The popularity of pins as a campaign strategy rose to prominence in 1896 during the heated presidential race between William McKinley and William Jennings Bryan. This was the first instance of a mass-produced button in US politics, which kicked off a golden age of political buttons. From there, the production of political buttons boomed into the millions, becoming a staple for every candidate, issue, manifesto, movement, and inauguration. Sourced mainly from the Rothstein Political Button Collection at Harvard Kennedy School Collection, a survey of the history of campaign pins reveals that we are still fighting about the same things today.
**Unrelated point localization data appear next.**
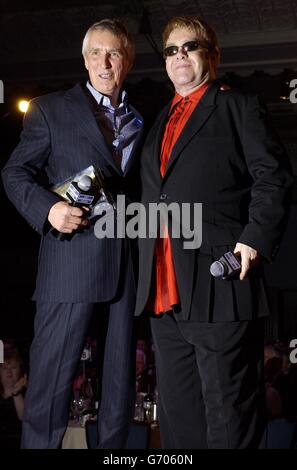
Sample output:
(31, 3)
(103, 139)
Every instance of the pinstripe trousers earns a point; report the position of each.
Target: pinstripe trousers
(60, 331)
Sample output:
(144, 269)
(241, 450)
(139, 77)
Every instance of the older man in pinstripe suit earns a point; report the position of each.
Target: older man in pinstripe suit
(65, 132)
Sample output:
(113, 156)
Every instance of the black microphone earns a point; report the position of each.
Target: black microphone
(228, 266)
(80, 194)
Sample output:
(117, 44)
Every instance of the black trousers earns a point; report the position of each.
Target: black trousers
(210, 383)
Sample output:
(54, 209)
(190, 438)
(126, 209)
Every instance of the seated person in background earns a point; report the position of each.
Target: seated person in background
(12, 384)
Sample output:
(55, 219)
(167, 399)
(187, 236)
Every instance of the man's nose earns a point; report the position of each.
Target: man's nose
(105, 61)
(181, 53)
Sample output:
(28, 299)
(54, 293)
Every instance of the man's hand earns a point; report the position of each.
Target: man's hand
(19, 385)
(66, 218)
(249, 258)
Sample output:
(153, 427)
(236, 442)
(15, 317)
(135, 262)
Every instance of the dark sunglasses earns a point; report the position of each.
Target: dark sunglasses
(189, 46)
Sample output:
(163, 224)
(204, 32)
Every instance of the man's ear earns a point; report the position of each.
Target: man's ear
(216, 56)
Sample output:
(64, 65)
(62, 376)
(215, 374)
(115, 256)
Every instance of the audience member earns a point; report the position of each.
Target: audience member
(12, 384)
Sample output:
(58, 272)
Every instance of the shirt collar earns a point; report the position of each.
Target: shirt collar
(104, 100)
(192, 97)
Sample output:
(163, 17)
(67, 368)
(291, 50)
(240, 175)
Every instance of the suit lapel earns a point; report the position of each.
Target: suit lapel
(198, 118)
(82, 114)
(158, 131)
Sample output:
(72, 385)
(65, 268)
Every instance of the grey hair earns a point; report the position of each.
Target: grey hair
(117, 28)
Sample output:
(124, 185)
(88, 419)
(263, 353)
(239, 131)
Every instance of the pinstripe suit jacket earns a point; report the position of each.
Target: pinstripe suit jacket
(60, 137)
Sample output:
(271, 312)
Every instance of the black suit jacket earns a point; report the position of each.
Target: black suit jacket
(61, 137)
(229, 159)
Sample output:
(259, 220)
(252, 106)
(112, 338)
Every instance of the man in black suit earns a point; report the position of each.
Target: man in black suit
(215, 147)
(64, 133)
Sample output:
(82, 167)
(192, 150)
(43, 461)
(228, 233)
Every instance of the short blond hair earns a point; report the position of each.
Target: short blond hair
(196, 24)
(118, 29)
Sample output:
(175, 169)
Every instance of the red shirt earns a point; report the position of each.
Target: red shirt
(165, 292)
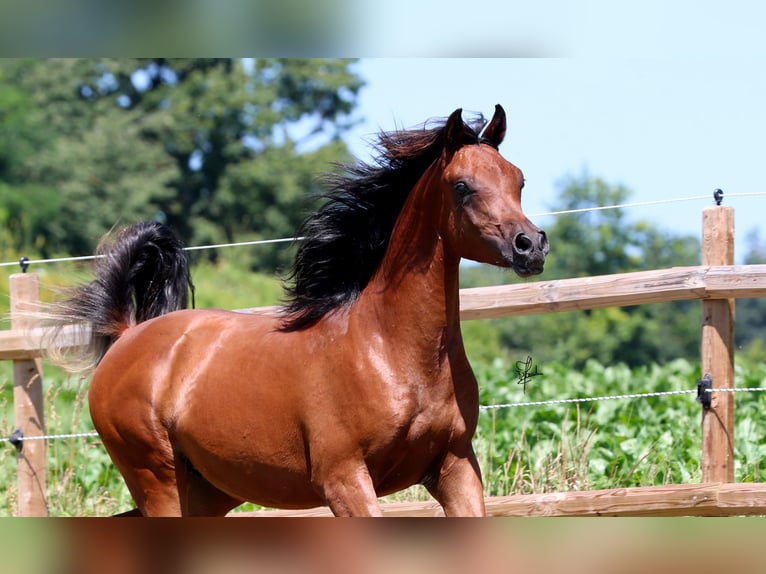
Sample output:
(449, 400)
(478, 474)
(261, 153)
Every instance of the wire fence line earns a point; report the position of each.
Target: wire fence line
(91, 434)
(294, 239)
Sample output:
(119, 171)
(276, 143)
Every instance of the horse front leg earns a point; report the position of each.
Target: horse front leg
(457, 486)
(348, 490)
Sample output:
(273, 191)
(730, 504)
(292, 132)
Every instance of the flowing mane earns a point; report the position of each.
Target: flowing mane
(346, 239)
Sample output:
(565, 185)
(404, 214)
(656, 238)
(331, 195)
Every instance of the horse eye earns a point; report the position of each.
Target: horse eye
(462, 190)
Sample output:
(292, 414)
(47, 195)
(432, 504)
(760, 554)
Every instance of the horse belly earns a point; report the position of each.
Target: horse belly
(251, 448)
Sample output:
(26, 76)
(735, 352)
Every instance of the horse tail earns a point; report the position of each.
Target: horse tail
(141, 273)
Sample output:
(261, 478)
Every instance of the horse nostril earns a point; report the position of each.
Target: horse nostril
(544, 245)
(522, 243)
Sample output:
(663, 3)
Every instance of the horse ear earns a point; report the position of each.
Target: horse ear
(495, 132)
(454, 131)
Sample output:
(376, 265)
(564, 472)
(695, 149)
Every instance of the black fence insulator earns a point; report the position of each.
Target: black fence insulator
(16, 439)
(718, 196)
(703, 391)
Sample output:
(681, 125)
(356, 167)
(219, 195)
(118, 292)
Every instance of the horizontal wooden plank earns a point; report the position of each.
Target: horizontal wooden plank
(708, 499)
(641, 287)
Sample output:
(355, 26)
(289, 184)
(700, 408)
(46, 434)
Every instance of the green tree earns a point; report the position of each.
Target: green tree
(604, 242)
(203, 144)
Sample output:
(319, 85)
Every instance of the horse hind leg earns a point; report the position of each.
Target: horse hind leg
(198, 497)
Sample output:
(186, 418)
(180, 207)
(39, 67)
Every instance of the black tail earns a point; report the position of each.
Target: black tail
(141, 273)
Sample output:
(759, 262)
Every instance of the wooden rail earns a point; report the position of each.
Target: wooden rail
(624, 289)
(579, 294)
(718, 283)
(705, 499)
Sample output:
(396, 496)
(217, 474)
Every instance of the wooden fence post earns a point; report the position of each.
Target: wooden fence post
(718, 351)
(28, 402)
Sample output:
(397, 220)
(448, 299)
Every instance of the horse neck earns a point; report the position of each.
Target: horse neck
(415, 290)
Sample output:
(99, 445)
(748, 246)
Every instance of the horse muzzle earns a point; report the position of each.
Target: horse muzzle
(527, 252)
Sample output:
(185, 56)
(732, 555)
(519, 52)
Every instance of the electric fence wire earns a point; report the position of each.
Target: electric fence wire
(295, 239)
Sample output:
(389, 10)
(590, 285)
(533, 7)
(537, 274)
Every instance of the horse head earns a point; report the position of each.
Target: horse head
(487, 223)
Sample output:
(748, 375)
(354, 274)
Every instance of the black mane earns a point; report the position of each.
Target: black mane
(344, 242)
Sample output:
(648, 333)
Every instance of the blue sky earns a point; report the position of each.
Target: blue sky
(663, 126)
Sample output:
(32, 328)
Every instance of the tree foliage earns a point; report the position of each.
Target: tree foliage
(220, 149)
(604, 242)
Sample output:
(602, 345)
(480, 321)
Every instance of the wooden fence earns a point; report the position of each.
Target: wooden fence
(717, 283)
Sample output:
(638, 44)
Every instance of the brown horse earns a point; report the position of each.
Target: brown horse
(358, 388)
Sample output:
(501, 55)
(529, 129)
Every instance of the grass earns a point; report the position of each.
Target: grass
(592, 445)
(611, 444)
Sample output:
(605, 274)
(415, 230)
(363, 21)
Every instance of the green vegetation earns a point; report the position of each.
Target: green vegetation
(609, 444)
(230, 150)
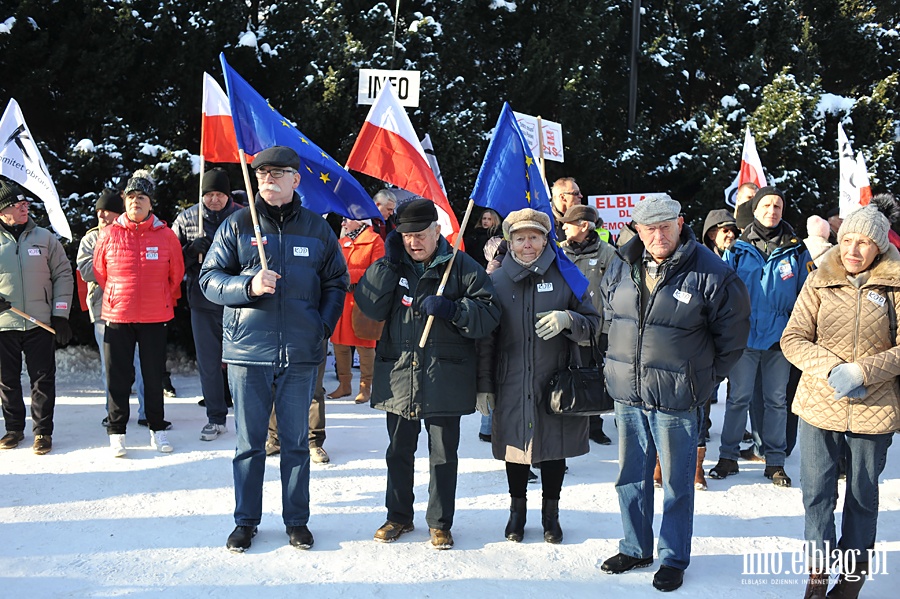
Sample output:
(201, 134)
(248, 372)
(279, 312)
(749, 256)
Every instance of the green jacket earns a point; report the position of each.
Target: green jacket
(439, 379)
(35, 277)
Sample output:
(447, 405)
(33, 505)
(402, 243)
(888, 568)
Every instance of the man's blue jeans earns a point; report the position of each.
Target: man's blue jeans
(866, 458)
(674, 435)
(774, 370)
(254, 389)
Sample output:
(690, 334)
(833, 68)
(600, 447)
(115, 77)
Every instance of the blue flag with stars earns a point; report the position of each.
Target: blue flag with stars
(324, 185)
(510, 180)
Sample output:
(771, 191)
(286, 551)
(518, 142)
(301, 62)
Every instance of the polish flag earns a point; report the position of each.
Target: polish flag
(853, 189)
(750, 171)
(388, 148)
(217, 139)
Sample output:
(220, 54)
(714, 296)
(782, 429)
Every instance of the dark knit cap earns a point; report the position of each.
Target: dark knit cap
(763, 192)
(215, 180)
(10, 193)
(111, 200)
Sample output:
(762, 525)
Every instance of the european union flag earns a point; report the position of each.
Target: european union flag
(510, 180)
(324, 185)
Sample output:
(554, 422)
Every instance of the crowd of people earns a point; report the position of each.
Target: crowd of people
(804, 331)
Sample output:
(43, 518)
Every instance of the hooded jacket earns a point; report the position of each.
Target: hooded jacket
(835, 322)
(139, 267)
(694, 329)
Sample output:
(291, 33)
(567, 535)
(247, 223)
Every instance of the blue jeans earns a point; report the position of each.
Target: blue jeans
(774, 370)
(674, 434)
(866, 458)
(254, 389)
(99, 330)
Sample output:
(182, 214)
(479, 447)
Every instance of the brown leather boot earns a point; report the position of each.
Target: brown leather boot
(657, 474)
(342, 363)
(366, 368)
(699, 479)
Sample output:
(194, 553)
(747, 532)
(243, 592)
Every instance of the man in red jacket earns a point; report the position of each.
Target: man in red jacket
(139, 265)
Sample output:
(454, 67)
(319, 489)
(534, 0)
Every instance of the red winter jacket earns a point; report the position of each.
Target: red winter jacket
(140, 267)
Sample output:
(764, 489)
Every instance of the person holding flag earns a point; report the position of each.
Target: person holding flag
(281, 301)
(35, 280)
(434, 383)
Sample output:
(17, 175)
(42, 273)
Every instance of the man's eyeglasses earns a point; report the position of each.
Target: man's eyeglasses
(276, 173)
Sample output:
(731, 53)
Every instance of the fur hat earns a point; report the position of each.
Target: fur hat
(526, 218)
(111, 200)
(10, 193)
(816, 226)
(656, 208)
(870, 222)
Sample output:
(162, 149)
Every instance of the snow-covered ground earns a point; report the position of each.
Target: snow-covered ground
(79, 523)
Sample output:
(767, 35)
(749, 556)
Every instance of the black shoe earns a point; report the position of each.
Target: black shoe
(11, 439)
(515, 528)
(550, 521)
(240, 538)
(623, 563)
(724, 469)
(668, 578)
(599, 437)
(300, 536)
(778, 476)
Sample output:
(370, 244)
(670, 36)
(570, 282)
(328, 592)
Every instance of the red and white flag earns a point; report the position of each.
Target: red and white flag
(750, 170)
(388, 148)
(217, 139)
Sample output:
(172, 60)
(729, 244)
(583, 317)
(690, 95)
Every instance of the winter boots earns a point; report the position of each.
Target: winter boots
(515, 528)
(342, 364)
(366, 368)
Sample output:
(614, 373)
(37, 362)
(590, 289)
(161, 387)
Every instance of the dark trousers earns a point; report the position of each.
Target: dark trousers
(118, 344)
(552, 474)
(443, 442)
(38, 346)
(206, 326)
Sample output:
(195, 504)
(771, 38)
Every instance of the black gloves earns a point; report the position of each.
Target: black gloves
(393, 248)
(200, 246)
(440, 307)
(63, 330)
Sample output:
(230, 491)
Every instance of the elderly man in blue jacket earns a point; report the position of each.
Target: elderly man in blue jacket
(274, 325)
(679, 321)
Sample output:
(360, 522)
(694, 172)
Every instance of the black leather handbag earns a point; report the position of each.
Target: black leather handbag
(578, 390)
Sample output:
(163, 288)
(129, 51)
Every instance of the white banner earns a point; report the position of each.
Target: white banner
(21, 162)
(552, 133)
(405, 84)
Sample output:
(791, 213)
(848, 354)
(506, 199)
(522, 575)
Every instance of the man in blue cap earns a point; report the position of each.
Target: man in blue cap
(274, 324)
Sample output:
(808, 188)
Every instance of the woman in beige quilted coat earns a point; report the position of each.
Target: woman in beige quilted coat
(843, 335)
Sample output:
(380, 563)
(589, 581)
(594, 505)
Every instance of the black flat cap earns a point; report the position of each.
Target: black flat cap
(416, 216)
(282, 156)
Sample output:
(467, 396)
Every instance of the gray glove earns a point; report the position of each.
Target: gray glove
(845, 378)
(485, 402)
(552, 323)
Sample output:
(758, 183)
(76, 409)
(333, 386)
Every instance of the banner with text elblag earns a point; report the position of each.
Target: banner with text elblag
(615, 210)
(552, 133)
(406, 86)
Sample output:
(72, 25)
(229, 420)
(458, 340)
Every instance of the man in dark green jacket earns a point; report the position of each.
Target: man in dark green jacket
(435, 383)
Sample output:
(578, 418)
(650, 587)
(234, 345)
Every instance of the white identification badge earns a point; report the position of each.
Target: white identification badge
(682, 296)
(875, 299)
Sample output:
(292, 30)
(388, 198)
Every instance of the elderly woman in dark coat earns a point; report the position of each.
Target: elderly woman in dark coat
(542, 321)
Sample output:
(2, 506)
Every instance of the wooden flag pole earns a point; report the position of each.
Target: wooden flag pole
(30, 318)
(446, 276)
(253, 216)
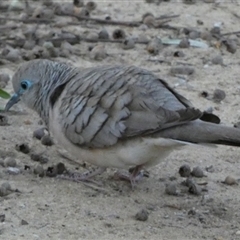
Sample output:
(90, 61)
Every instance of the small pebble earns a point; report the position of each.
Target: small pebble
(103, 34)
(5, 189)
(10, 162)
(189, 1)
(118, 34)
(230, 45)
(47, 140)
(39, 133)
(39, 158)
(93, 36)
(38, 170)
(238, 232)
(24, 148)
(56, 170)
(13, 55)
(217, 60)
(185, 170)
(2, 217)
(149, 21)
(171, 189)
(206, 35)
(178, 54)
(154, 46)
(230, 180)
(199, 22)
(98, 52)
(194, 35)
(4, 77)
(210, 169)
(13, 170)
(128, 43)
(184, 43)
(218, 95)
(182, 70)
(78, 3)
(197, 172)
(142, 215)
(23, 222)
(215, 31)
(2, 162)
(3, 120)
(194, 189)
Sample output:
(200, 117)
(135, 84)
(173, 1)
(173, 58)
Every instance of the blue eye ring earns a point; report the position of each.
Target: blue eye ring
(24, 85)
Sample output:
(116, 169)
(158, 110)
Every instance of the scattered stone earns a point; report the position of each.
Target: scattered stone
(199, 22)
(217, 60)
(189, 1)
(210, 169)
(184, 43)
(142, 215)
(10, 162)
(90, 6)
(178, 54)
(185, 170)
(78, 3)
(2, 163)
(128, 43)
(230, 45)
(39, 133)
(103, 34)
(98, 52)
(154, 46)
(215, 31)
(5, 189)
(182, 70)
(13, 170)
(23, 222)
(38, 170)
(194, 35)
(47, 140)
(39, 158)
(194, 189)
(230, 180)
(2, 217)
(3, 120)
(238, 232)
(149, 21)
(197, 172)
(171, 189)
(118, 34)
(24, 148)
(218, 95)
(13, 55)
(206, 35)
(56, 170)
(93, 36)
(4, 78)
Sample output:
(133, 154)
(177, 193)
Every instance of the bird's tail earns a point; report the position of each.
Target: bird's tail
(203, 132)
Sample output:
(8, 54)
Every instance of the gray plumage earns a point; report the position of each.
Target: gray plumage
(114, 116)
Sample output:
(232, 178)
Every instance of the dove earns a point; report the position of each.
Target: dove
(122, 117)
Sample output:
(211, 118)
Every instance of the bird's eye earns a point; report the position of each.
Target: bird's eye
(24, 85)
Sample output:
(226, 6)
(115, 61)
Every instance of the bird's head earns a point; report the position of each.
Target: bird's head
(33, 81)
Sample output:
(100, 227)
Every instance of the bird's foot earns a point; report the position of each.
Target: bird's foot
(133, 176)
(82, 177)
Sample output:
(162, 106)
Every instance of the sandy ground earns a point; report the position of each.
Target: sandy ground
(58, 209)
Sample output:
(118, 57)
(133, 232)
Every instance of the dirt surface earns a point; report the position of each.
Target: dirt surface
(50, 208)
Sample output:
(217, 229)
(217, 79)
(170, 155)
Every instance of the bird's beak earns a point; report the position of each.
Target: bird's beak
(13, 100)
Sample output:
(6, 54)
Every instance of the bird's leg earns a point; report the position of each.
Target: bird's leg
(85, 177)
(134, 175)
In advance of the 2022 midterm elections, BuzzFeed News took a pointed look into the history of campaign pins, from the weird to the terrifying.
What’s New Is Old Again
Unfortunately, we’re still fighting the fights. From fair labor practices to abortion rights, we’ve found ourselves back where we started. These buttons address the rise of antisemitic sentiments, the legacy of Reagan’s war on drugs, and political leaders deciding what freedoms we have over our bodies. Sound familiar?
Thinking Outside of the Circle
A campaign button isn’t just a political statement — it can also be a fashion statement. With many styles of buttons going in and out of style, the politically active citizen of the day had a few choices to make. The original and most enduring buttons are celluloid buttons, metal buttons with a design printed on paper and then reinforced with a clear plastic layer on top. In 1916, innovative button designers began producing buttons that printed the design directly onto metal. This allowed for uniquely shaped designs and simpler production, though ultimately the ubiquity of the familiar round button would never go out of style.
(P)In on the Joke
Humor has always been a great way to get a message across. Whether it was originally intended as a joke or not, without the context of the political moment, we can use humor as a coping mechanism to get through another day.
Some buttons are a reminder of a dark not-too-distant past. The violent sentiments of xenophobia and pro–Vietnam War buttons reflect an ugly side of the nation. Keeping our past in view as we move forward can give us the insight we need to face similar situations the future holds.